In no particular order…
1. People often remember the café more than the very expensive exhibition
Whether the exhibition cost a few thousand or a few million, it’s can be quickly forgotten if the customer has a poor experience in the café. International visitors, in particular, want to try local food and will often spend more in the café than on their admission. Keep the menu short, use local produce and serve it to customers by engaged, enthusiastic staff. It’s easy to get a coffee and a muffin in a service station – make sure your café offering is the very best it can be.
2. Hide the wheelie bin
The old cliché; first impressions count. Look at your business as your customer sees it and you’ll see it differently. You know that Wednesday is bin day but make sure that a wheelie bin is not the very first thing the customer sees when they arrive. This was my experience at one of Ireland’s finest country houses at 3.00 in the afternoon.
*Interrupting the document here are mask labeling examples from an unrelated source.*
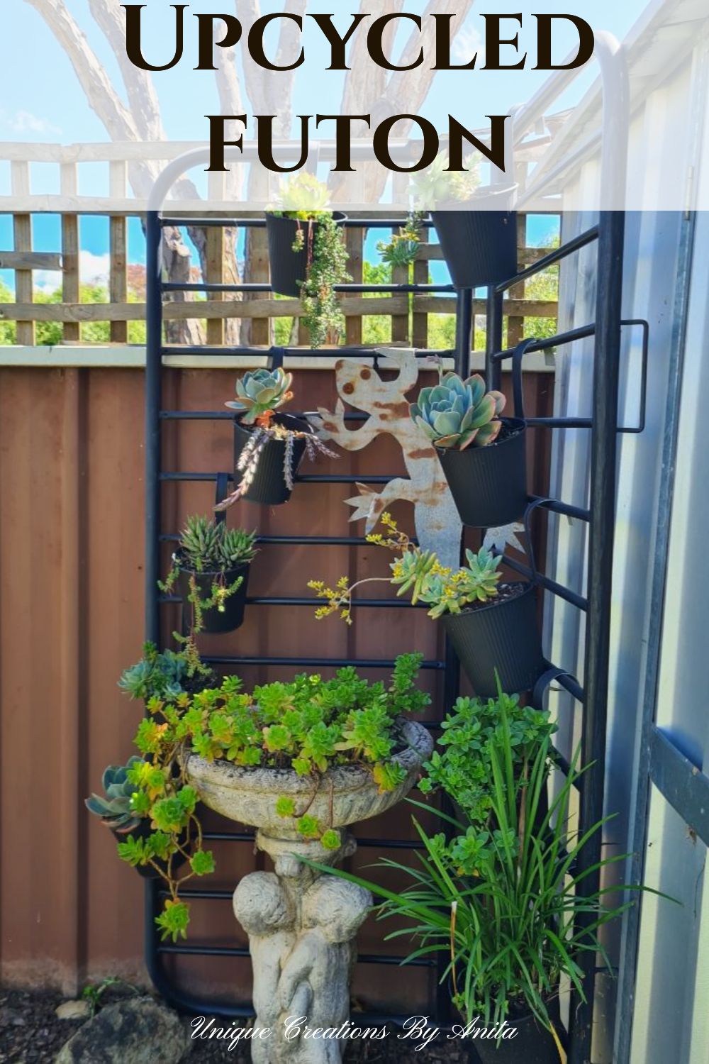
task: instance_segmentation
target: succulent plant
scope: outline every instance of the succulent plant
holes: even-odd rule
[[[236,399],[226,405],[243,414],[244,425],[253,425],[257,418],[292,399],[292,373],[287,373],[281,367],[273,370],[250,370],[236,382]]]
[[[130,782],[129,771],[134,765],[141,763],[142,758],[134,757],[125,765],[108,765],[101,780],[105,797],[92,794],[85,799],[89,813],[100,816],[112,831],[125,834],[140,822],[141,817],[132,809],[131,799],[136,786]]]
[[[497,415],[505,409],[501,392],[485,392],[485,381],[474,373],[463,381],[444,373],[434,387],[422,388],[411,403],[411,418],[437,447],[465,450],[473,444],[486,447],[500,434]]]
[[[440,152],[425,170],[419,170],[411,179],[411,192],[416,205],[433,211],[439,203],[463,202],[469,200],[480,183],[479,157],[470,155],[465,160],[467,170],[449,170],[448,152]]]
[[[307,221],[322,212],[327,211],[330,189],[313,173],[299,173],[298,177],[284,181],[278,196],[278,211],[289,218],[300,218]]]
[[[192,514],[180,536],[182,561],[196,572],[223,572],[253,561],[255,538],[255,532]]]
The rest of the visit was good but the first thing in view for visitors was a row of wheelie bins
3. The customer journey starts long before they arrive
How you (and your staff) handle pre visit telephone and email enquiries will either convert an enquiry to a sale or send the customer elsewhere. I’m often amazed at how badly email enquiries are handled – ranging from no response at all to a curt one liner with a sort of ‘take it or leave it’ message. When the phone is answered by a friendly voice who genuinely wants to help, the customer journey is off to a great start. When it’s not, you’ll probably never meet that customer – they’ll just go elsewhere.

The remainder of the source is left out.